Ab den 1820er Jahren begannen die Briten ein einheitliches medizinisches System für ihre indischen Kolonien zu schaffen. Dies begann mit den Chirurgen im Dienst der British East India Company und führte zur Einrichtung zahlreicher medizinischer Colleges und der Gründung des Indian Medical Service (IMS). Um die Ausbildung von Frauen zu Ärzten zu fördern und anzuregen wurden spezielle Fonds zu deren Unterstützung eingerichtet und Programme aufgelegt.

Die seit Anfang der 1830er immer stärker werdende nationalistische und antibritische Bewegung befleißigte sich auch der Medizin und versuchte, gerade Ayurveda wieder als die „richtige indische Medizin“ zu positionieren. Die Doctory wurde per se abgelehnt, weil sie aus Großbritannien stammte.

In diese aufgeheizte Atmosphäre stolperten zu jener Zeit die ersten christlichen Missionare aus Deutschland. Neben ihrer Missionstätigkeit begannen sie auch, arme Menschen oder Angehörige von niederen Kasten mit homöopathischen Mitteln zu behandeln. Nachdem sie diese kostenlos verteilten, war der Zuspruch sicherlich recht positiv. Genau kann dies leider nicht ausgeführt werden, da dies die Quellenlage nicht zulässt. Zur gleichen Zeit beginnen auch einige wenige britische Ärzte ihre Patienten mit Homöopathie zu behandeln. Da diese nur aus weißen Kolonialbeamten bzw. deren Familien bestand, hatte dies aber keinen nennenswerten Erfolg.

Erst mit Johann Martin Honigberger änderte sich dies. Honigberger, am 10. März 1795 im siebenbürgischen Kronstadt geboren, absolvierte nach dem erfolgreichen Besuch des Gymnasiums eine Apothekerlehre. Eine ärztliche Ausbildung oder gar ein Studium hat Honigberger nicht absolviert. 1815 unternahm er seine erste Reise in den Orient, auf der er bereits im osmanischen Reich und in Ägypten homöopathische Behandlungen durchführte. Hier lernte er in Lahore, der Hauptstadt des Sikh-Reiches auch den Maharadscha Rajit Singh kennen, den er ebenfalls behandelte und dessen „Residenz-Arzt“ wurde. 1833 kehrte er nach Europa zurück, um 1837 wieder nach Konstantinopel zu gehen, wo er bis 1838 seine homöopathische Praxis wiederaufnahm, bis er wieder nach Lahore zog, wo er wieder am Hofe von Rajit Singh arbeitete, der in seiner Obhut 1839 verstarb. Nach der Einnahme Lahores durch die Briten 1849 wurde er des Landes verwiesen. Hierauf nahm er seine Reisetätigkeit und besuchte den gesamten indischen Raum bis ins Himalaya-Vorland, Hindustan oder Kaschmir. Überall führte er auch homöopathische Behandlungen durch. 1869 kehrte er nach Kronstadt zurück, wo er kurz darauf verstarb. Durch seine intensiven Reisen, verbunden mit seinen Behandlungen sorgte er für eine große Verbreitung der Homöopathie in Indien.

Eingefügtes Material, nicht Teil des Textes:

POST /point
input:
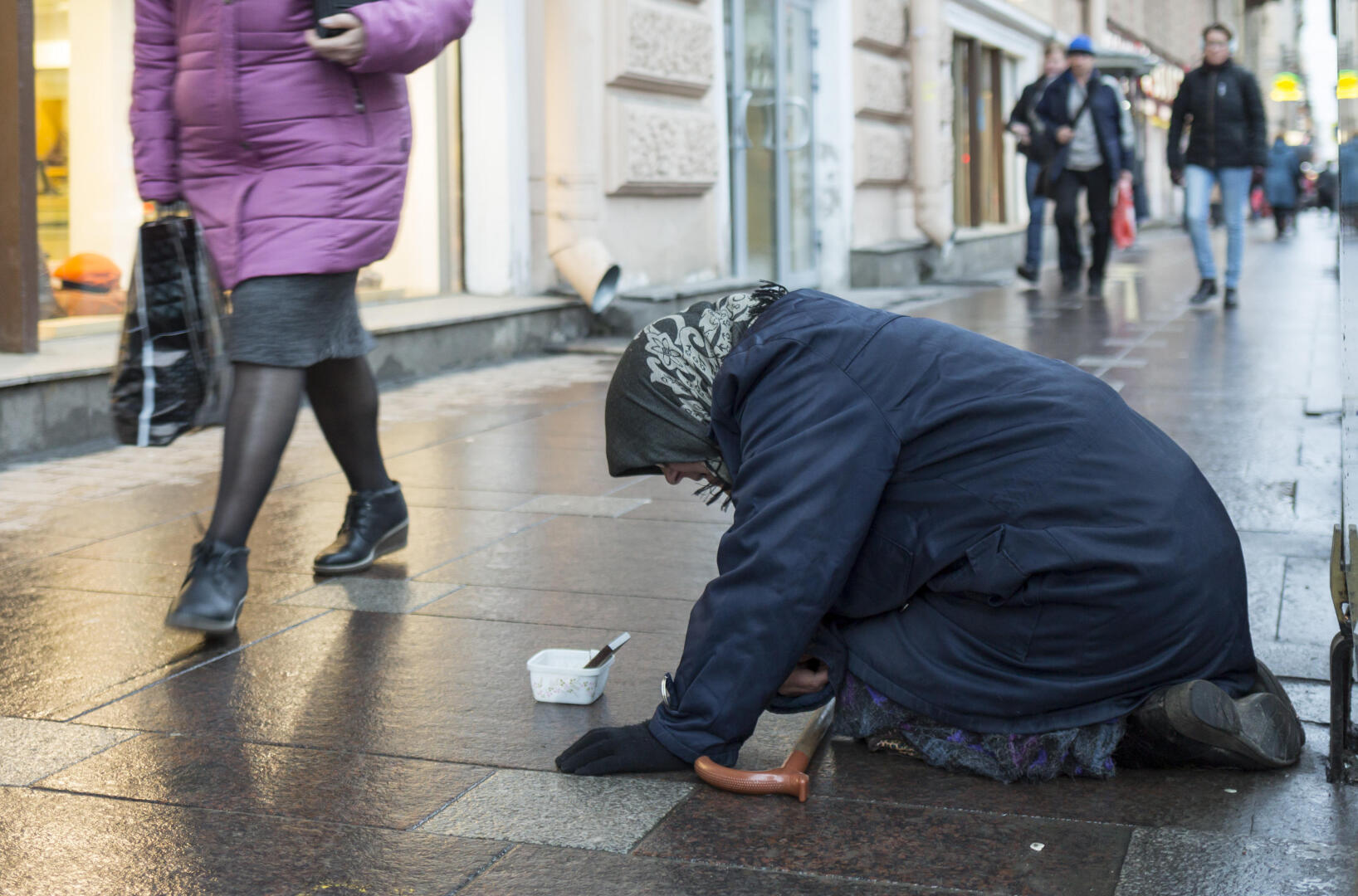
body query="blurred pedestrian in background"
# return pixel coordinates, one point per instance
(291, 151)
(1033, 143)
(1227, 147)
(1282, 177)
(1092, 125)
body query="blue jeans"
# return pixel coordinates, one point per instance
(1037, 211)
(1234, 196)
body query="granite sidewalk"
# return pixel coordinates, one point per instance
(376, 735)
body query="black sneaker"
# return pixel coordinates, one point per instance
(375, 523)
(1198, 723)
(213, 590)
(1206, 290)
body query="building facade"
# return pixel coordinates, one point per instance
(675, 144)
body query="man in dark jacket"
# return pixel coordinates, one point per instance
(1227, 145)
(1025, 125)
(1092, 125)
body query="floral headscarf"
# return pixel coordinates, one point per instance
(659, 407)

Ein weiterer deutscher Homöopath war der Chirurg Samuel Böckling, der 1848 einige homöopathische Krankenhäuser gründete.

1861 war es dann, dass auch einheimische Ärzte Interesse für die Homöopathie zeigten. An erster Stelle sei hier Rajendra Babu zu nennen, der in Kalkutta wirkte. Dr Majumdar gründete 1870 eine stark frequentierte Praxis. Er veröffentlichte zahlreiche Aufsätze und gründete die „Indische homöopathische Revue“. Auch die Gründung eines Colleges zur Ausbildung für Homöopathen in Kalkutta geht auf ihn zurück.

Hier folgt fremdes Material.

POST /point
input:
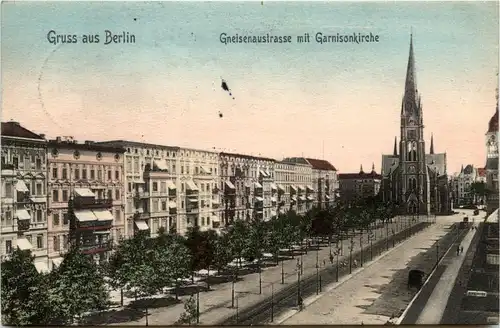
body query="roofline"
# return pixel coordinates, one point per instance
(25, 139)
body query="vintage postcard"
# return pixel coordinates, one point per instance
(249, 163)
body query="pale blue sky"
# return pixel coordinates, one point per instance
(165, 88)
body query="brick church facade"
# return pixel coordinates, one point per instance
(411, 178)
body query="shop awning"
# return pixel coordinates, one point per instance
(170, 184)
(41, 267)
(21, 186)
(24, 244)
(229, 185)
(85, 216)
(22, 215)
(190, 185)
(161, 165)
(84, 192)
(103, 215)
(57, 261)
(141, 225)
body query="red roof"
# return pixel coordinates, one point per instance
(350, 176)
(493, 124)
(14, 129)
(320, 164)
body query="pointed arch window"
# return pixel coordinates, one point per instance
(411, 154)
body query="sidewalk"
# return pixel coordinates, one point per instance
(215, 305)
(436, 304)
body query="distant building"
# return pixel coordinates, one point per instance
(462, 182)
(86, 192)
(492, 161)
(24, 193)
(355, 187)
(417, 181)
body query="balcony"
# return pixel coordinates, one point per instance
(90, 203)
(141, 194)
(96, 247)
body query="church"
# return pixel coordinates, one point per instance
(411, 178)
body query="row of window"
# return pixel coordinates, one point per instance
(39, 243)
(35, 187)
(29, 162)
(85, 173)
(37, 216)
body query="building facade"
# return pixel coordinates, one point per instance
(462, 183)
(325, 183)
(152, 184)
(415, 180)
(24, 190)
(355, 187)
(492, 161)
(86, 191)
(247, 187)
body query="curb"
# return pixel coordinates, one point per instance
(310, 300)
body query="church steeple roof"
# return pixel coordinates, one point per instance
(432, 144)
(411, 98)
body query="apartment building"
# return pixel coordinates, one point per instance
(199, 193)
(86, 190)
(357, 186)
(152, 184)
(247, 187)
(24, 189)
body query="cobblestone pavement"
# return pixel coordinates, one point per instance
(345, 303)
(216, 303)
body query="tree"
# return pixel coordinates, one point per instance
(24, 292)
(77, 287)
(130, 266)
(222, 251)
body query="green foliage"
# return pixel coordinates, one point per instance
(77, 287)
(24, 292)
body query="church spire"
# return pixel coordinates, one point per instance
(432, 144)
(411, 94)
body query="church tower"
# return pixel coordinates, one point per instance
(412, 145)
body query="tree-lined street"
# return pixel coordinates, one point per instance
(250, 256)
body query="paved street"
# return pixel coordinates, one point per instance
(436, 304)
(215, 304)
(343, 303)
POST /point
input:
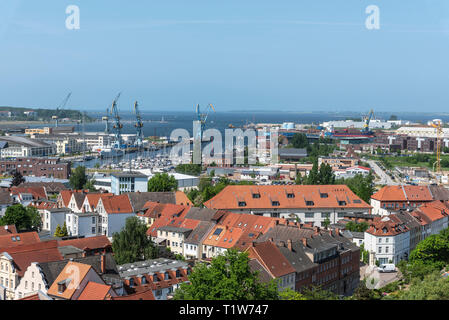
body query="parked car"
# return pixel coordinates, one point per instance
(388, 267)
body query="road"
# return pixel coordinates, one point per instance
(383, 176)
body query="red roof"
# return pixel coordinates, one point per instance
(97, 242)
(18, 239)
(39, 252)
(403, 193)
(237, 197)
(37, 192)
(95, 291)
(143, 295)
(117, 204)
(6, 230)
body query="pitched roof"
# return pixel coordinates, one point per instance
(237, 197)
(117, 204)
(403, 193)
(39, 252)
(142, 295)
(97, 242)
(7, 230)
(37, 192)
(268, 254)
(65, 276)
(9, 240)
(95, 291)
(52, 269)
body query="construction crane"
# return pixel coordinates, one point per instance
(439, 131)
(117, 124)
(138, 125)
(202, 116)
(367, 120)
(106, 120)
(60, 107)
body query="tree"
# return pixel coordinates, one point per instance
(162, 182)
(228, 277)
(23, 218)
(17, 179)
(78, 178)
(131, 244)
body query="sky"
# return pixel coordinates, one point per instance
(240, 55)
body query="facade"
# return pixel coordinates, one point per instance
(306, 204)
(38, 167)
(128, 182)
(388, 240)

Gegen Ende des 19. Jahrhunderts erschien im Kreise der indischen Homöopathie eine Persönlichkeit von großem Weitblick: Mahes Ch. Bhattacharyya, ein Chemiker und Pharmazeut, der der Pionier der homöopathischen Pharmazie in seinem Lande war. Er verbreitete den Gebrauch homöopathischer Mittel in den Volksschichten, veröffentlichte ein Arzneihandbuch in Englisch und Bengalisch und trug viel dazu bei, daß die Homöopathie im ganzen Subkontinent Indien verbreitet wurde.*

Die weite Verbreitung der Homöopathie geht also hauptsächlich auf zwei Punkte zurück: 1. Die Homöopathie wurde als deutsche Wissenschaft angesehen und nicht als britische.
2. Die ersten Verbreiter der Homöopathie in Indien boten ihre Dienste und ihre Medikamente äußerst günstig, teilweise sogar kostenlos an. So konnten sich auch die Ärmsten diese Art der Behandlung leisten.

*Baur/Schweitzer: Ein Buch geht um die Welt. Heidelberg, 1975.